Sonuç olarak, “Yeni Gladyo”, AKP-Cemaat iktidarının yarattığı adli düzen tarafından aklanmıştı.
Öyle bir akıl tutulması yaşanıyorduki, bugüne kadar yapılan anma ve protesto eylemlerinde Hrant’ın katillerinin arkadaşlarıyla, kendilerine “Hrant’ın Dostları” diyen çevreler aynı kortejdeydi. Gerçekte AKP’nin ve Cemaatin dostları olan bu çevreler, büyük bir ikiyüzlülük ve utanmazlıkla bu eylemlere geliyorlar, uzatılan mikrofonlara utanmazca “Ergenekon” diyorlardı.
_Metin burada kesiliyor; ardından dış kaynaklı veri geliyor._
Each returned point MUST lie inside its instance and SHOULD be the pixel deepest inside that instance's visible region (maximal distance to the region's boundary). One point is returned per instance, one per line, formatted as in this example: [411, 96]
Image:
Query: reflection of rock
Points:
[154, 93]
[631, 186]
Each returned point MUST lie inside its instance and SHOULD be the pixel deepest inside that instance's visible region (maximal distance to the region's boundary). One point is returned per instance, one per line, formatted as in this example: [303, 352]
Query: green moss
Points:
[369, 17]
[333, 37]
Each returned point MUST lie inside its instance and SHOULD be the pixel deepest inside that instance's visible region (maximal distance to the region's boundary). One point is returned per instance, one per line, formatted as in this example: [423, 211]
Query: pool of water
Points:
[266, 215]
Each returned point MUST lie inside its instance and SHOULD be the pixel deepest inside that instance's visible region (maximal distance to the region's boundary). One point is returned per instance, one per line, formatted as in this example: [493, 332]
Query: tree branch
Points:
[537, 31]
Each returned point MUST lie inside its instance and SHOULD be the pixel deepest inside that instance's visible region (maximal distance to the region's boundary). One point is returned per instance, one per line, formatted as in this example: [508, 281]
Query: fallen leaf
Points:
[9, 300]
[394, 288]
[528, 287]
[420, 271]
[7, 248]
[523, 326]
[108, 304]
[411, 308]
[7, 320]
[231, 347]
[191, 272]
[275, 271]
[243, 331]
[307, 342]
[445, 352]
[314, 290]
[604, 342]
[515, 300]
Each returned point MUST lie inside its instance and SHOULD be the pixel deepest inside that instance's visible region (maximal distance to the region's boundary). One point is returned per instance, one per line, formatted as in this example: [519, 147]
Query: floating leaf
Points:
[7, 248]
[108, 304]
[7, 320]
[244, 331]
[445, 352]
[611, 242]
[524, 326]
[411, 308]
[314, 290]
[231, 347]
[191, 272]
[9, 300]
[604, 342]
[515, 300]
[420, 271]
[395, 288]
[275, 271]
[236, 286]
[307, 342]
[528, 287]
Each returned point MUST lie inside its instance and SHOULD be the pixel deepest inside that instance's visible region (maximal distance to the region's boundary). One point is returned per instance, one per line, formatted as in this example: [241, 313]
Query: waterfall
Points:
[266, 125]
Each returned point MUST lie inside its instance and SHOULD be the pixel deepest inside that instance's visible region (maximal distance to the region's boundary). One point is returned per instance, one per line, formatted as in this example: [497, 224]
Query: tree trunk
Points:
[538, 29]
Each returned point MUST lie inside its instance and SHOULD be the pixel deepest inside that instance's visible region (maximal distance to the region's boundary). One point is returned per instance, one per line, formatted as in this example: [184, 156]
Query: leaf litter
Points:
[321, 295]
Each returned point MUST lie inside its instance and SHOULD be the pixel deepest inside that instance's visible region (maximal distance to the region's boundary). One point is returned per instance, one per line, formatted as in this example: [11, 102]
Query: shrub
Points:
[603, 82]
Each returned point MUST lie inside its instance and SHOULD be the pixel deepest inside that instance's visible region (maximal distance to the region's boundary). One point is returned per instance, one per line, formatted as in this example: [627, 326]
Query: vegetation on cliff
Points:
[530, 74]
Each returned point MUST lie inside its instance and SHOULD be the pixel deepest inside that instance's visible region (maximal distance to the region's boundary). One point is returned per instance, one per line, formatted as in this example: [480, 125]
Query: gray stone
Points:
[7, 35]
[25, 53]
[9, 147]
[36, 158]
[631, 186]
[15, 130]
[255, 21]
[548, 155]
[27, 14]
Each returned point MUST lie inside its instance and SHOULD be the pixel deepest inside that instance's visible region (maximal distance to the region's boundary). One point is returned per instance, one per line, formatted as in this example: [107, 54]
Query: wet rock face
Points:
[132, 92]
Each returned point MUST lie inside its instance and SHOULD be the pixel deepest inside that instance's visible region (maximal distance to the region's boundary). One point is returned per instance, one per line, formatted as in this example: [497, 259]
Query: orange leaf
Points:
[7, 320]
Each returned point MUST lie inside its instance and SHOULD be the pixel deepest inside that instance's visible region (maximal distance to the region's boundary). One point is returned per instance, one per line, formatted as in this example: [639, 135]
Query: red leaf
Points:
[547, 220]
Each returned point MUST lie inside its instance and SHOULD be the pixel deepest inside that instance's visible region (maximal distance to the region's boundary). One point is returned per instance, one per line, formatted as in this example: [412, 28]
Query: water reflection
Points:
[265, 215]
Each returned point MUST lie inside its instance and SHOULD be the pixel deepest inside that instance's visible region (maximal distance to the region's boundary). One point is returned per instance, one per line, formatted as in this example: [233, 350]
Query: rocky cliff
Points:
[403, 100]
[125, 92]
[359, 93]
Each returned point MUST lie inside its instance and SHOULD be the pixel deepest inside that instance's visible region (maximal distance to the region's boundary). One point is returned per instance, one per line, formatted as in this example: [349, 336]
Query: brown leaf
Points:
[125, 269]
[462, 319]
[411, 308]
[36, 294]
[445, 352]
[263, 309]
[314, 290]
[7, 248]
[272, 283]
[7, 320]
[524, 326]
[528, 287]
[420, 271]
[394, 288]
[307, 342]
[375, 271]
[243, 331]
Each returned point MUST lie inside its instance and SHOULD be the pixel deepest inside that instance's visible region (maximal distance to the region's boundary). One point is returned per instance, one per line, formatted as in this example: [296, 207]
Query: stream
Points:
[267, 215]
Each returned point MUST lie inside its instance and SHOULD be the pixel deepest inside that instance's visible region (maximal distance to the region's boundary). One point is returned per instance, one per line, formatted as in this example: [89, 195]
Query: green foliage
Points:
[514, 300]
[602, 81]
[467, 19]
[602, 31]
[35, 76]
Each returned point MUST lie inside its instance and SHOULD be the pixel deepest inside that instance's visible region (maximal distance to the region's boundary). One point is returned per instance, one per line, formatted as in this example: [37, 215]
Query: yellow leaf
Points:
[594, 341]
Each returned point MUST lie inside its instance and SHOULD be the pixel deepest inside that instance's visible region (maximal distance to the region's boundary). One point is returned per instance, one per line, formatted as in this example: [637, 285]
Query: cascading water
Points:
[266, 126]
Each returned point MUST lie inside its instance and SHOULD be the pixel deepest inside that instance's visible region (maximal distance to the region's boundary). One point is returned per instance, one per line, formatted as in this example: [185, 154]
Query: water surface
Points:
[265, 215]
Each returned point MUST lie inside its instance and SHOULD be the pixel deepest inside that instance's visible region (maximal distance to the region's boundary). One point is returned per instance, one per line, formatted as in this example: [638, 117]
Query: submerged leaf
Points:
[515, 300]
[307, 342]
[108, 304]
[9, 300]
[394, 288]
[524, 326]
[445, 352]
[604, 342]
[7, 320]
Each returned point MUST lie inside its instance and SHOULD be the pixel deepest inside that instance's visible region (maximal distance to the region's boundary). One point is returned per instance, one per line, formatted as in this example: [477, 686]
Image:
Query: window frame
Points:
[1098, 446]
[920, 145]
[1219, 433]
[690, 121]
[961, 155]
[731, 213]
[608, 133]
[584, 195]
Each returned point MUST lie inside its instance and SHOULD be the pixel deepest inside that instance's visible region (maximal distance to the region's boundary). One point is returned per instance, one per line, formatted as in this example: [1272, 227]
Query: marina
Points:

Oysa biliyoruz ki, Dink cinayetini aydınlatmaya çalışan gazeteciler Ergenekon davasında tutuklu ya da tutuksuz olarak halen yargılanıyorlar.

Bu nedenle Hrant’ın katillerinden hesap sormak isteyen gerçek dostları, öncelikle bu cinayetin işlenmesinde sorumluluğu olan, katillere yol veren AKP, Cemaat ve onların yandaşlarıyla yollarını ayırması gerekiyor.

***

Dil, ideolojik bir araçtır. Kullandığınız kavramlar, seçtiğiniz üslup sizin hayata bakışınızı, dünya görüşünüzü, toplumsal konumunuzu ifade eder. Politikacıların, aydınların, toplum önderlerinin, kitle örgütlerinin, sendikaların, partilerin, gazetelerin seçtiği dil, onların tutumlarını ve felsefi duruşlarını da ortaya koyar.

Bu topraklarda derin devletin ve faşizan iç savaş aygıtının adı ‘Ergenekon’ değil, Kontrgerilla’dır. Ergenekon soyut bir iddia, Kontrgerilla ise bu ülkenin tarihinin açıkça gösterdiği gibi somut bir gerçekliktir.

Aydınların ve sağlı sollu liberallerin bir bölümü Ergenekon ismini, Kontrgerilla ya da derin devletle aynı anlamda kullanmaktadırlar. Bunların önemli bir bölümünün iyi niyetli olduklarından da kuşku yok.

Ancak açık ki bu arkadaşlarımız kurulan ideolojik hegemonyanın dilini kullanıyor ve böylece tuzağa düşüyorlar. Böylece yeni hegemonyanın güçlendirilmesine katkıda bulunuyorlar.
Bu ülkede biz Kontrgerilla’yı tanırız. Eskisini de yenisini de…

Bu nedenle İktidarın ve Cemaatin sözcülerinin dilini kullandığımız sürece Hrant Dink cinayetinin ört bas edilmesine katkıda bulunuyoruz.

Yargıtay’ın, “örgüt var” gerekçesiyle yerel mahkemenin kararını bozması önemli. Ancak yerel mahkemenin bütün zorlamalara karşın cinayeti Ergenekon davasına bağlayamadığı anımsandığında, yeniden yargılamada gerçek örgütü mü bulacakları, yoksa kurulan tertibe teslim mi olacakları henüz belli değil.

Bu arada, AKP ve Cemaat arasındaki kavgayı anımsadığımızda çok zayıf bir olasılık da olsa bir sürpriz bekleyebiliriz; kim bilir belki bu dava Emniyet’teki Cemaat örgütlenmesine yönelik bir tasfiyenin gerekçesi haline de getirilebilir.